MOREWOOD – Ahead of a centennial celebration set for this hamlet’s distinctive war memorial, the caretakers of the site are looking to use a little more than elbow grease to makeover the grounds.
At North Dundas’ Tues., Nov. 12 council meeting, Morewood cenotaph committee members Reg Murphy and Bill Smirle laid out a refurbishment plan that is set go ahead in time for the July 2021 100th anniversary.
By the time of the First World War’s conclusion on Nov. 11, 1918, an armistice between the allied countries and central powers having been signed, more than 60,000 Canadians had been killed in the conflict.
Countless communities throughout the country soon erected memorials in order to never forget those who paid the ultimate sacrifice.
Morewood was no different. In 1919, a committee comprised of Albert Glasgow, Hector Carruthers, Allan Smirle, William Bouck, and Albert Countryman signed a contract with JP Laurin Monuments of Ottawa to construct a cenotaph to honour those area men killed serving their country.
The Royal Canadian Legion’s Chesterville branch, as well as other groups and individuals donated funds to help with the memorial’s construction. The Glasgow family, meanwhile, commissioned a statue of Capt. Ernest Glasgow, which sits atop the cenotaph’s four granite slabs.

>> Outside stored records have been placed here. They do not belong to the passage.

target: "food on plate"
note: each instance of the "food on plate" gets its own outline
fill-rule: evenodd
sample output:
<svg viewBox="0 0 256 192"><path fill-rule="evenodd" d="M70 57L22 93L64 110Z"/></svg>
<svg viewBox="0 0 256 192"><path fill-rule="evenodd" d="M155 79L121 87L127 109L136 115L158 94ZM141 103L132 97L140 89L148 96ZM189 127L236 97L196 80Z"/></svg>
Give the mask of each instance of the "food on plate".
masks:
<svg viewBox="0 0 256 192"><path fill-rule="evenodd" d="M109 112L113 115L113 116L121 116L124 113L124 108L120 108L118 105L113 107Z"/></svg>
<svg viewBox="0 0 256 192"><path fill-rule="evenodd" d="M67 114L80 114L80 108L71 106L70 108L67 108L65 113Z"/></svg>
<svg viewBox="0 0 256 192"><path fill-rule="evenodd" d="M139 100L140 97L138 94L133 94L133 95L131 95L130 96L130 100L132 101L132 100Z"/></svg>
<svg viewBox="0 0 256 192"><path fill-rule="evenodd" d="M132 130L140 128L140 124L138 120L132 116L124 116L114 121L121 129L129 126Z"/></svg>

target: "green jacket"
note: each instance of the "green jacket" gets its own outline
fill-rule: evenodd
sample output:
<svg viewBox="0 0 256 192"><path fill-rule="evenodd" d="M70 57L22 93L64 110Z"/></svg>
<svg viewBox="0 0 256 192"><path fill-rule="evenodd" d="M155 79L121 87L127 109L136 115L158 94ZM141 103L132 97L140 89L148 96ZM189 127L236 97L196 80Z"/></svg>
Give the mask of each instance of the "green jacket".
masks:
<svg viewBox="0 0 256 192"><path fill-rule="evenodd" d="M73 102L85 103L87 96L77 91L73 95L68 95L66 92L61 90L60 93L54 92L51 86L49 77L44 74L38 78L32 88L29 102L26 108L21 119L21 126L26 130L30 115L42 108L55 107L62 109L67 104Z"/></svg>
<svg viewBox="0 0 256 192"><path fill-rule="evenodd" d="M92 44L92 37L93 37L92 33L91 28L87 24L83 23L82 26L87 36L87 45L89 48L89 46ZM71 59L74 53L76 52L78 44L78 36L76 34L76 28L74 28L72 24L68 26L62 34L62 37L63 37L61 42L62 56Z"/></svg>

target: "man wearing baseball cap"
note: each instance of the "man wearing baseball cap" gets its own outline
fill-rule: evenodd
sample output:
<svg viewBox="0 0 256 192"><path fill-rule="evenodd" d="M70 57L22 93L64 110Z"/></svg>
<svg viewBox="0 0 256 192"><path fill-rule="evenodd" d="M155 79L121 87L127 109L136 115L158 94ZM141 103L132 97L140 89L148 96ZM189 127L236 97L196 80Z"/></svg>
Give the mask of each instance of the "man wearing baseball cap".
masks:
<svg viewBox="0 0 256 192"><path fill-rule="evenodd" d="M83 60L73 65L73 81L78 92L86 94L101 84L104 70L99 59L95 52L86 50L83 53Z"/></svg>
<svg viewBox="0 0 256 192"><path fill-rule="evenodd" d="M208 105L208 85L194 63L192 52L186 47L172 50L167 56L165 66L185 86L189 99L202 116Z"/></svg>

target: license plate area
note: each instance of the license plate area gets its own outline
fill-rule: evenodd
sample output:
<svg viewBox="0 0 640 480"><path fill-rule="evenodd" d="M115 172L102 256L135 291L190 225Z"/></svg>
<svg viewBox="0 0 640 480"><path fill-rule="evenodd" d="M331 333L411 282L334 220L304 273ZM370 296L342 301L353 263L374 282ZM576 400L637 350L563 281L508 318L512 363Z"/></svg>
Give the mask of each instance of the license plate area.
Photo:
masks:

The memorial was officially dedicated in early July 1921, and after both the Second World and Korean War ended plaques commemorating those from the area who served were added.
Now comes plans for an ambitious overhaul of the site.
First up in general maintenance of the cenotaph, removing 100 years of dirt and repointing and parging areas that have been identified. The expected cost is $3,500.
Number two on the list is straightening out the warped plaque and drilling new mounting holes, and also adding the name of Priv. Maurice Ogden Cheney, who was killed in the First World War. Another $3,300 will be needed for that work.
By far the most ambitious aspect of the rehabilitation is the fallen soldier portrait project. The names of 20 soldiers killed in action are featured on the memorial’s two plaques, and today’s committee members are looking to put a face to each of them with etched portraits. An exact layout on the cenotaph has yet been determined, though it is expected the project will cost $44,000.
A new flagpole is also to be erected, totalling $3,200.
The group is also hoping to run hydro to the memorial, hooking into to the town supply and allowing for the addition of LED lighting. Costing for this aspect of the project has yet to be completed.
In all, the currently priced out work totals $54,000, while North Dundas has been asked to put in $6,000 and SD&G has been pitched for $7,000.
“We believe we will not only raise the money, but will have extra,” Smirle said.